A special purpose acquisition company (SPAC) is a publicly traded shell company that raises capital for the purpose of acquiring a privately held company. SPACs raise money through initial public offerings (IPOs) and use the funds to purchase companies, effectively taking them public. SPACs have become more popular in 2020 as investors have invested with the hopes of striking it big on the next high-profile IPO, and companies have found the SPAC structure to be a convenient source of liquidity.
The Gores Group is no rookie when it comes to developing SPACs -- the investment firm has just filed for its fifth. Gores Group is fully capitalizing the moment that SPACs are having, which has led some investors to dub it the "King of SPACs."
Will the new entity be as successful as prior iterations?
Gores Group: King of SPACs
Gores Group is led by Alec Gores, who has extensive experience as an entrepreneur, business operator, private equity investor, and now SPAC manager.
The journey to being crowned the "King of SPACs" began in 2016 with the first SPAC, Gores Holdings I, which acquired Hostess Brands Inc. (NASDAQ:TWNK) for $2.3 billion. Hostess Brands is the iconic baker brand responsible for popularizing the Twinkie.
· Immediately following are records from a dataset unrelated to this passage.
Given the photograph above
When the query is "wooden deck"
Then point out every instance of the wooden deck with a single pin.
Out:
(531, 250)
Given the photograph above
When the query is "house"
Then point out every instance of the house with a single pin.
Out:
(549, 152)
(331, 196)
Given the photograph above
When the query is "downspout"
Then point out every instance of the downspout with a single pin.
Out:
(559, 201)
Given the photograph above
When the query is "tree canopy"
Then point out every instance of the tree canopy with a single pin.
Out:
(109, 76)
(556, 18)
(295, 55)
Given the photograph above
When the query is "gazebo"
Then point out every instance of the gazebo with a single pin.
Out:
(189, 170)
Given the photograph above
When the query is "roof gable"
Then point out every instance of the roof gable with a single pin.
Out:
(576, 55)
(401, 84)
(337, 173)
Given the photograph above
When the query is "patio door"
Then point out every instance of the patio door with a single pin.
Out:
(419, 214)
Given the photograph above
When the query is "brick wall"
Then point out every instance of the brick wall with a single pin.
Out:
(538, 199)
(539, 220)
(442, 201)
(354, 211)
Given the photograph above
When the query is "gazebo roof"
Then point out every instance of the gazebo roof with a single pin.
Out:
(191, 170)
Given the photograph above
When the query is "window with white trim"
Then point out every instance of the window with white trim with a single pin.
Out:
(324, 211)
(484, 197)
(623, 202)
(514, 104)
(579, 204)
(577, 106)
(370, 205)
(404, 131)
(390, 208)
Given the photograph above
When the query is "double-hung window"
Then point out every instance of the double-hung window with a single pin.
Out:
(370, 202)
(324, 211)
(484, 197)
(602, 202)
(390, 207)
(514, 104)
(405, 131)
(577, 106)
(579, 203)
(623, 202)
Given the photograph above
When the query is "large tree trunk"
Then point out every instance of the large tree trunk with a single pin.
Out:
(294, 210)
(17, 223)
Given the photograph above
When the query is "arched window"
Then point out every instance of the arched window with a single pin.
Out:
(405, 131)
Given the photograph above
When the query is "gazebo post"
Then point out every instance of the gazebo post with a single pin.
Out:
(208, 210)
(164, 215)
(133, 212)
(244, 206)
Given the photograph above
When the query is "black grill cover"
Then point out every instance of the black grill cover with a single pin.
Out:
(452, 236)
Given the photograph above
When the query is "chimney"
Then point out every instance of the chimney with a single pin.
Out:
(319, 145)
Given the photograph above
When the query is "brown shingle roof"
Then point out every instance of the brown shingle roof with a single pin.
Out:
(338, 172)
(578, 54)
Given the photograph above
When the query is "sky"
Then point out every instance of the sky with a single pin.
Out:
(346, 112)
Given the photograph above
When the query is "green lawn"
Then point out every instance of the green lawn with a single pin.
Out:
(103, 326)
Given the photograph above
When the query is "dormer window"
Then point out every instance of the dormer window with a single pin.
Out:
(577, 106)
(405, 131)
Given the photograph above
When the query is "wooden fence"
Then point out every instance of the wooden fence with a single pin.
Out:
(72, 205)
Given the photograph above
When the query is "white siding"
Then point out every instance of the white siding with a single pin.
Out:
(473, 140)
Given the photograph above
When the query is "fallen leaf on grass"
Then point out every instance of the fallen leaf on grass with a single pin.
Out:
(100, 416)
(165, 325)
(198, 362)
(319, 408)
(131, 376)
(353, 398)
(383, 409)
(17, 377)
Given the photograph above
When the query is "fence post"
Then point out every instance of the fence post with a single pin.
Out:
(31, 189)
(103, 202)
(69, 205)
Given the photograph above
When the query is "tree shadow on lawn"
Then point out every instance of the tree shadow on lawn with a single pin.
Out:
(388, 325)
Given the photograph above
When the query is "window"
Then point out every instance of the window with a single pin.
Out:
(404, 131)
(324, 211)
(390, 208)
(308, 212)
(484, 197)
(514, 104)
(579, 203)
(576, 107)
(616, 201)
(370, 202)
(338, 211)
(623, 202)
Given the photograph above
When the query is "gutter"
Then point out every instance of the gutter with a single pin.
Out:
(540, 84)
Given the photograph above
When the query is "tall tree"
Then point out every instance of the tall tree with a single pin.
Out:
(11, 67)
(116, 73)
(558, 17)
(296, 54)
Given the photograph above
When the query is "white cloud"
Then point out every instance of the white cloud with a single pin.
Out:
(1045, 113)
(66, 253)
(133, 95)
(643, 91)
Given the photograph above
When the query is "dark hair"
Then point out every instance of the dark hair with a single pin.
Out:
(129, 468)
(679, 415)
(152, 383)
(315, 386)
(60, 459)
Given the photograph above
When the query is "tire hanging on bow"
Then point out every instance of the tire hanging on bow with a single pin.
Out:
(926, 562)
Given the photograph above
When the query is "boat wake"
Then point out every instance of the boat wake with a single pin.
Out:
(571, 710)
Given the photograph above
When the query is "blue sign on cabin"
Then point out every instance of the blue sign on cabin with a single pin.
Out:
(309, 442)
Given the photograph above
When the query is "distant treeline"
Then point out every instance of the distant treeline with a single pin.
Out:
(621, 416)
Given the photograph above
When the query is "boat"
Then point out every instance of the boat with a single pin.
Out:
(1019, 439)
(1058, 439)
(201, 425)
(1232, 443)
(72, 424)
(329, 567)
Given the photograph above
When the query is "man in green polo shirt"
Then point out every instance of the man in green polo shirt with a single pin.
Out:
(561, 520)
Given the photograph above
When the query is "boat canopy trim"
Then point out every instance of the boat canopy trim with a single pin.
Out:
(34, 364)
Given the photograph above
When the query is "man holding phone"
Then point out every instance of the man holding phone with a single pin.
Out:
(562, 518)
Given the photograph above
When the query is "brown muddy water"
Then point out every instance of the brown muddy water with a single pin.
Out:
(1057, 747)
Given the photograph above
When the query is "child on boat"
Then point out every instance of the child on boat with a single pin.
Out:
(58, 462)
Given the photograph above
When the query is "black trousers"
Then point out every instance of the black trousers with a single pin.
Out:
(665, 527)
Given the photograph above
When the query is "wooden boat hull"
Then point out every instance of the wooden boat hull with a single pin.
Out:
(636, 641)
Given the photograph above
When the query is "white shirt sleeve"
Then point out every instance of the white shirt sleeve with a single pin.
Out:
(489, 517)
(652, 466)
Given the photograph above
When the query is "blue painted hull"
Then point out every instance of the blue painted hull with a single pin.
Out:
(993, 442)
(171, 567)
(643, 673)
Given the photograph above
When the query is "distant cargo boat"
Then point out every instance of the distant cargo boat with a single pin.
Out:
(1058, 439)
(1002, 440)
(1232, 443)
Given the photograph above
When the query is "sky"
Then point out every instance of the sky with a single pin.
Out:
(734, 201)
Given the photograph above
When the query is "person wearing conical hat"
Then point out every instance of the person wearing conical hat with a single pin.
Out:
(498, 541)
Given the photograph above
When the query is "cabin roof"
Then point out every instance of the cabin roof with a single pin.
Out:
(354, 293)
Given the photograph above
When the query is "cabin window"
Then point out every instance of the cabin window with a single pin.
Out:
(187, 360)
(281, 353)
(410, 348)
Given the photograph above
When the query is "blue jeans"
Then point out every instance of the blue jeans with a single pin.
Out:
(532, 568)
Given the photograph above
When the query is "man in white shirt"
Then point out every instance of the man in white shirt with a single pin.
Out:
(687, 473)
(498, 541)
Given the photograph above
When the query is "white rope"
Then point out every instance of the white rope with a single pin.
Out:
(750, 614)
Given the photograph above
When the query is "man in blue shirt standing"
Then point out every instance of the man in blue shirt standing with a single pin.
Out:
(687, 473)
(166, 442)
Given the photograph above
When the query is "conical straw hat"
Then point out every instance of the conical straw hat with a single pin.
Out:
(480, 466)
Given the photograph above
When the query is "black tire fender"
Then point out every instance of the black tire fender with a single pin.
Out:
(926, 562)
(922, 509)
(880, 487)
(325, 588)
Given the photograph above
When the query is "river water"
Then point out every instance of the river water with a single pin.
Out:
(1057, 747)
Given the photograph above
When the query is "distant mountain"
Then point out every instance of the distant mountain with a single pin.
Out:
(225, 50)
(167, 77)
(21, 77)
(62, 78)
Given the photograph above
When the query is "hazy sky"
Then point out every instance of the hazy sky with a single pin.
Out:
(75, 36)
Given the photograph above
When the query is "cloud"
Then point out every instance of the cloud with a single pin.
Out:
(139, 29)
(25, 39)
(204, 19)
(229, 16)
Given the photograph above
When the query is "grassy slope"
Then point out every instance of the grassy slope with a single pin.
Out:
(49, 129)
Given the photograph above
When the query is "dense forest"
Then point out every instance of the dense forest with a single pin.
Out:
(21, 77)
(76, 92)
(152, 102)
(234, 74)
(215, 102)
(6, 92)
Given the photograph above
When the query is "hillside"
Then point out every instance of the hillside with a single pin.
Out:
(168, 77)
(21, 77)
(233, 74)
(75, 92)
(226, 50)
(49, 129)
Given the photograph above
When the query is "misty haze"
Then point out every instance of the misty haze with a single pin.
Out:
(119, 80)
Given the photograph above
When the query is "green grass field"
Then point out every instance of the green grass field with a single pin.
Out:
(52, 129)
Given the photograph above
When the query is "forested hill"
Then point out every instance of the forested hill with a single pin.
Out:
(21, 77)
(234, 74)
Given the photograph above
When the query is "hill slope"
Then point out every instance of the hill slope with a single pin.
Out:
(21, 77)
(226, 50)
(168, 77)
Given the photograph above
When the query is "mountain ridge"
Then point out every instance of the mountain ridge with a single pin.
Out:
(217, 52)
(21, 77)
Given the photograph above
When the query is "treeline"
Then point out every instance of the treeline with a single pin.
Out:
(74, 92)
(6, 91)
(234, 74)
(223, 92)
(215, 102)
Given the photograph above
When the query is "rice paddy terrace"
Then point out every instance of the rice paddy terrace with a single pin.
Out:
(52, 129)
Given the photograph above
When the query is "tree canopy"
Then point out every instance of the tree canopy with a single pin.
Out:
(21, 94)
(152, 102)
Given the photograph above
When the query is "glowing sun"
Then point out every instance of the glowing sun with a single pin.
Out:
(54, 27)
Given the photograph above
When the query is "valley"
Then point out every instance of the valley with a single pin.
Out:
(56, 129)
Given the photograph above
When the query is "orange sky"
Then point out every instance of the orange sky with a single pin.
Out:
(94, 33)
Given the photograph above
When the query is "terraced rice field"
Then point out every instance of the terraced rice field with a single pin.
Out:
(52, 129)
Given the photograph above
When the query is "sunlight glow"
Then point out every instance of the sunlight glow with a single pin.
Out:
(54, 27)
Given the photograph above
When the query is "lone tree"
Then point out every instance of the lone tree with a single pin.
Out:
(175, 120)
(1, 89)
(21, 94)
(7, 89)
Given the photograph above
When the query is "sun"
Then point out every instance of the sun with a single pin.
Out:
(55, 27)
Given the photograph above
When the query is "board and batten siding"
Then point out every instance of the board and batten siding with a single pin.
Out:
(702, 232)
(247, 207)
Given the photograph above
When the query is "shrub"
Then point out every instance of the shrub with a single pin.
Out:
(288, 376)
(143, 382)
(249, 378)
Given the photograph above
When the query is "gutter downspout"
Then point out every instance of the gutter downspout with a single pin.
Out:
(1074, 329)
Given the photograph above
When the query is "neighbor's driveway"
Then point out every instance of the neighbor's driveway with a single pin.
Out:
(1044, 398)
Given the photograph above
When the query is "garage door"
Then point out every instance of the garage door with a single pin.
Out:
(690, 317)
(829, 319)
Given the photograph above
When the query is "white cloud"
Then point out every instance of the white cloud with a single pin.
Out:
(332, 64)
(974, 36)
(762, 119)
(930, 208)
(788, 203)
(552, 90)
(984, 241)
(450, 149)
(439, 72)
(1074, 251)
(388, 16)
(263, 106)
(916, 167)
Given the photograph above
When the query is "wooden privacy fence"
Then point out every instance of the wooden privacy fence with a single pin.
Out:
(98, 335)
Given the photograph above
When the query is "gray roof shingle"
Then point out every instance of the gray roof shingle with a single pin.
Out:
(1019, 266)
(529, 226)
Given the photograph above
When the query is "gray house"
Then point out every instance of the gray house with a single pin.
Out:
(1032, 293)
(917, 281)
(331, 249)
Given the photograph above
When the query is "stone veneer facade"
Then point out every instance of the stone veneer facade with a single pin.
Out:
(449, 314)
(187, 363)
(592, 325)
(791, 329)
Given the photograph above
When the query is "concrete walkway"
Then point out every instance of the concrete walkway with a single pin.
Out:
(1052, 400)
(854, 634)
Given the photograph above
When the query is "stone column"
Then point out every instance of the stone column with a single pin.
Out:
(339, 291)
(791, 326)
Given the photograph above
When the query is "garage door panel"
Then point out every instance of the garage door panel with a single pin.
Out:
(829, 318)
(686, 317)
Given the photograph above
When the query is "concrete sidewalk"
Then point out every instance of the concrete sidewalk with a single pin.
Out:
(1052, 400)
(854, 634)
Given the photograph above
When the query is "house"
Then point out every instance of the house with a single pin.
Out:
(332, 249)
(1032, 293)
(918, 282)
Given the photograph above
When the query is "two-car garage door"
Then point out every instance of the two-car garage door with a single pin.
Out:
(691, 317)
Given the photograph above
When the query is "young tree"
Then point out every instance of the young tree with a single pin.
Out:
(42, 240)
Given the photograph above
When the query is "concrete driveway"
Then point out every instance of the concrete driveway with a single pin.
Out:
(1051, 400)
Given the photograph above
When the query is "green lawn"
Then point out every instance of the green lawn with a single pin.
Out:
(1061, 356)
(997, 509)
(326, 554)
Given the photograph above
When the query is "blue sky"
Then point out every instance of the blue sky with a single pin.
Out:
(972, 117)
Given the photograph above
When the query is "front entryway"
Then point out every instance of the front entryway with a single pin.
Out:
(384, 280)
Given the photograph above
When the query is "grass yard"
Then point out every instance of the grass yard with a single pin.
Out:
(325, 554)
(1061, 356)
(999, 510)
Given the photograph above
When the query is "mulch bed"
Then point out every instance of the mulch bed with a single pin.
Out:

The company's stock has made investors money since it was taken public by the first Gores Group SPAC, although it would be a stretch to call it a home run. The SPAC IPOed at $10, and now trades roughly at $12 -- not quite keeping pace with the overall market.
Gores Holdings I was the kick-start to what would become a Gores Group SPAC franchise. Gores Holdings II was created in August 2016 shortly after the completion of Gores Holdings I. The second SPAC was used to acquire Verra Mobility Corp. (NASDAQ:VRRM) for $2.4 billion in October 2018. Verra Mobility is a tech company focused on managing traffic lights and connecting different city hardware with smart software. Verra Mobility had strong stock price performance, rising more than 60% from its offering price before the COVID-19 pandemic took the wind out of its sails.
For its third SPAC, Gores Group acquired PAE, Inc. (NASDAQ:PAE) at the start of 2020. PAE is a U.S. government contractor providing a wide range of support services. It is a bit early to judge the success of the PAE SPAC IPO, but the stock trades around $8 per share, which is underwater from its initial offering price of $10.
Gores Group also raised funds for a fourth SPAC, Gores Holdings IV, Inc. (NASDAQ:GHIV), in January 2020. The company is still looking for a prospect to acquire, but it will be focusing on industries that highlight the management team's expertise.
A fifth SPAC
Gores has now filed to raise capital for a fifth SPAC, Gores Holdings V, despite the fact that it has not yet identified an acquisition for the fourth SPAC, Gores IV. The SPAC aims to raise $400 million in its IPO, which would be in line with what it raised for the fourth SPAC.
Why is Gores fundraising for a fifth SPAC when its fourth SPAC is still searching for a deal? Reading between the lines, it looks like Gores is close to getting a deal done for the prior SPAC, and it may have additional acquisition candidates that it doesn't want to miss out on. Either way, this is likely a good signal for investors -- Gores Group sees a lot of opportunities to take advantage of.
SPACs are rising in popularity
SPACs are rising in popularity among investors. Over 50 SPACs have IPOed so far this year, raising over $20 billion. Some recent high-profile SPACs, including Pershing Square Tontine Holdings (NYSE:PSTH.U) and Churchill Capital Corp. IV (NYSE:CCIV.U), have managed to create investment vehicles backed by multi-billion cash hordes.
The Gores Group is clearly capitalizing on the moment. The investment firm was utilizing SPACs for years before they were popular and is not taking a break to raise additional funds now that investor demand is there to support the model. So be on the lookout for what the King of SPACs is up to next.